En réponse à des tensions croissantes, le Burkina Faso réquisitionne des magistrats pour combattre au front, soulevant des inquiétudes sur l’indépendance judiciaire.

Au Burkina Faso, le régime militaire dirigé par le capitaine Ibrahim Traoré est de nouveau au cœur des critiques. Après avoir ciblé les acteurs de la société civile, les politiques et les journalistes, c’est désormais au tour du corps judiciaire de faire les frais des récentes décisions controversées. Le 13 août dernier, au moins cinq magistrats, dont Abdoul Gafarou Nacro, substitut du procureur à Bobo-Dioulasso, ont été réquisitionnés pour servir au front dans la lutte contre les groupes armés. Cette décision, perçue par beaucoup comme une tentative de museler la justice, suscite des interrogations sur l’indépendance des institutions judiciaires au Burkina Faso.

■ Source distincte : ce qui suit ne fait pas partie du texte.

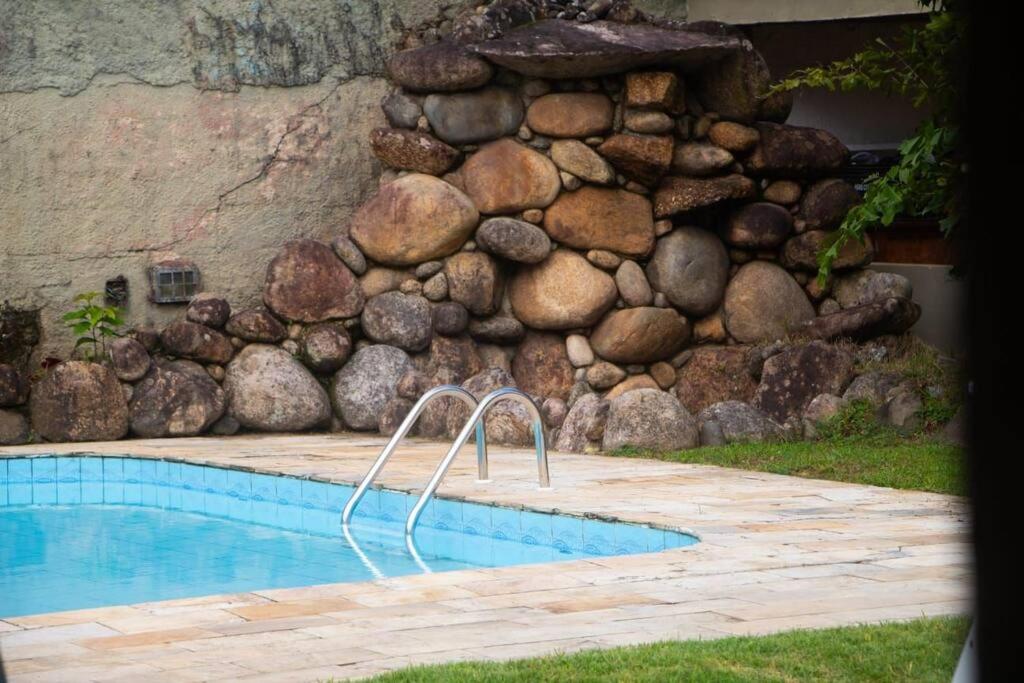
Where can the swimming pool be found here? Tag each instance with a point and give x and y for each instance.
(87, 531)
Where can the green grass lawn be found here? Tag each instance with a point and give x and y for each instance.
(925, 649)
(921, 464)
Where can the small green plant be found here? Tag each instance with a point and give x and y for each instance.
(93, 324)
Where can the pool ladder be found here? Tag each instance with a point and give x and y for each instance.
(474, 423)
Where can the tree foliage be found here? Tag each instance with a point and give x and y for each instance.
(929, 179)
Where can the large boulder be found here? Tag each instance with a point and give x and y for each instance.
(795, 152)
(825, 204)
(570, 114)
(325, 347)
(256, 325)
(559, 49)
(714, 375)
(641, 335)
(641, 158)
(734, 86)
(736, 422)
(584, 426)
(862, 287)
(413, 219)
(513, 240)
(649, 419)
(763, 302)
(475, 281)
(412, 151)
(562, 292)
(361, 389)
(307, 283)
(801, 252)
(398, 319)
(208, 309)
(542, 367)
(196, 342)
(440, 67)
(679, 194)
(580, 160)
(758, 225)
(466, 118)
(79, 401)
(884, 316)
(176, 398)
(691, 267)
(791, 379)
(13, 386)
(13, 428)
(267, 389)
(507, 177)
(600, 218)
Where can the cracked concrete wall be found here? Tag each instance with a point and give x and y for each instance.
(133, 130)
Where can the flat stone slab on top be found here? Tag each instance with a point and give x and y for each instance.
(555, 48)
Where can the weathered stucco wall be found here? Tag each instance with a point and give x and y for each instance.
(214, 130)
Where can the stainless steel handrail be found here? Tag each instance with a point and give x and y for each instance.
(407, 424)
(476, 418)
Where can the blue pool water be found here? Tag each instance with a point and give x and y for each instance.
(79, 531)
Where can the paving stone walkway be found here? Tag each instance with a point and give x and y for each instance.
(775, 553)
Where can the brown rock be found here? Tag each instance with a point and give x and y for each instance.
(802, 252)
(656, 90)
(208, 309)
(599, 218)
(763, 302)
(542, 367)
(733, 136)
(307, 283)
(758, 225)
(570, 115)
(412, 151)
(79, 401)
(442, 66)
(677, 195)
(826, 203)
(793, 151)
(507, 177)
(256, 325)
(414, 219)
(196, 342)
(713, 375)
(561, 293)
(475, 282)
(700, 159)
(642, 158)
(640, 335)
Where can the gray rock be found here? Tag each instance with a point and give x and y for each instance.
(649, 419)
(860, 287)
(13, 428)
(269, 390)
(474, 117)
(208, 309)
(792, 379)
(176, 398)
(513, 240)
(79, 401)
(737, 423)
(584, 425)
(400, 110)
(128, 357)
(691, 267)
(633, 286)
(397, 319)
(361, 389)
(349, 254)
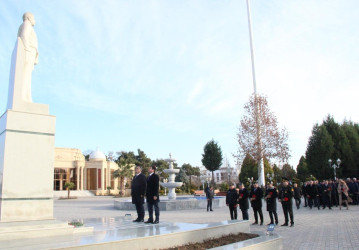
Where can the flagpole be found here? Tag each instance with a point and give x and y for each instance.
(261, 180)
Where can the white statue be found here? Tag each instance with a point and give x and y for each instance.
(28, 37)
(24, 57)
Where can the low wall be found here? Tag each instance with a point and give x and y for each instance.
(181, 203)
(173, 239)
(267, 242)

L’ordre de réquisition : une punition déguisée ?

Le 9 août, une missive signée par le colonel Moussa Diallo, commandant des opérations du théâtre national, ordonnait à Abdoul Gafarou Nacro de se présenter au front pour une période renouvelable de trois mois. Ce document, rendu public le 12 août, précise que le magistrat sera détaché au groupement des forces de sécurité du nord, à Kaya. Selon des sources proches du dossier, cette réquisition concernerait également quatre autres magistrats, tous accusés d’avoir « posé des actes qui n’ont pas plu aux autorités ». Ces mesures coercitives, qui s’apparentent à des sanctions déguisées, viennent renforcer les suspicions de contrôle du judiciaire par le régime en place.

Un contexte de tension entre le pouvoir et le judiciaire

Cette réquisition intervient dans un climat de tension croissante entre le pouvoir militaire et les syndicats de la magistrature. Depuis l’arrivée au pouvoir d’Ibrahim Traoré, les magistrats se sont opposés à plusieurs reprises aux injonctions du régime, dénonçant des dérives autoritaires et des décisions contraires au droit. Lors de son discours de politique générale le 11 juillet dernier, le capitaine Traoré avait clairement exprimé sa volonté de « mettre au pas la justice« , notamment dans le cadre de la lutte contre la corruption. Cette déclaration, perçue comme une menace à l’indépendance de la justice, avait déjà suscité une vive réaction au sein du corps judiciaire.

La relecture du Code pénal : une réforme controversée

Pour asseoir son contrôle sur le système judiciaire, le régime de Traoré envisage également une relecture du Code pénal. Cette réforme, annoncée par le président lui-même, vise à expulser « les corrompus, les vendus et les escrocs » du corps judiciaire. Toutefois, cette initiative est perçue par les syndicats de magistrats comme un moyen de renforcer l’emprise du pouvoir sur la justice, en écartant ceux qui s’opposent aux décisions du régime. Dans ce contexte, la réquisition des magistrats pour le front est perçue par beaucoup comme une mesure de représailles déguisée.